Et cetera ad infinitum. Nothing satisfied Bonaparte; the leaders of the rest of Europe were absolutely right to perceive that he would settle for nothing less than total domination of Europe. If not for Bonaparte, they would have grown tired of fighting France when it brought them no reward and nothing but defeat, if France seemed a dangerously powerful great power that could be coexisted with; but Bonaparte's France
couldn't be coexisted with because it wasn't just dangerously powerful, it also clearly sought to dominate, rather than merely not be dominated by, other great powers. He couldn't have crippled the United Kingdom, as he ought to have understood; but he could have rendered it powerless to hurt him by taking away its 'sword', the European countries that had good reason to hate him and to accept British money to fight against him.

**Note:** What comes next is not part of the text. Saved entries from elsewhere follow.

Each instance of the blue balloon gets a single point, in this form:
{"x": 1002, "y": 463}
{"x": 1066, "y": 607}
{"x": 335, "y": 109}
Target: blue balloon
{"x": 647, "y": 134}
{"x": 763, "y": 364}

There wasn't going to be an early-19th-century D-Day; the United Kingdom was as powerful as the number of Continental enemies Revolutionary France makes for itself.
The Republic might have achieved stability without him; but with him it was doomed to destruction, because France, even with a brilliant military leader and plenty of reforms to strengthen it, can't beat the rest of Europe united against it again and again and again. It needs to win every time; the rest of Europe united only needs to win once, and it did. (The Hundred Days never stood a chance.) Bonaparte's glory-lust caused a demographic disaster for France that gave France at least four grievous defeats—the Napoleonic Wars, the Franco-Prussian War and the two World Wars—for more than a hundred years to come; the unification of Germany wouldn't be so much of a threat to a France whose population was equal to Germany's. Bonaparte directly caused the destruction of the French Republic and the success of counter-revolution. Plus, he dismantled the last of French democracy in favour of his own autocracy.
I honestly can't see why anyone would revere the man. Creating the
Code Napoléon and various other judicial reforms is no compensation for causing such tremendous woe for one's own country.
France would be wanked if he had never taken power. Being less amazingly militarily successful probably wouldn't have meant being instantly overrun. Without him, Revolutionary France might have survived; with him, because of his insatiable ambition, it never could.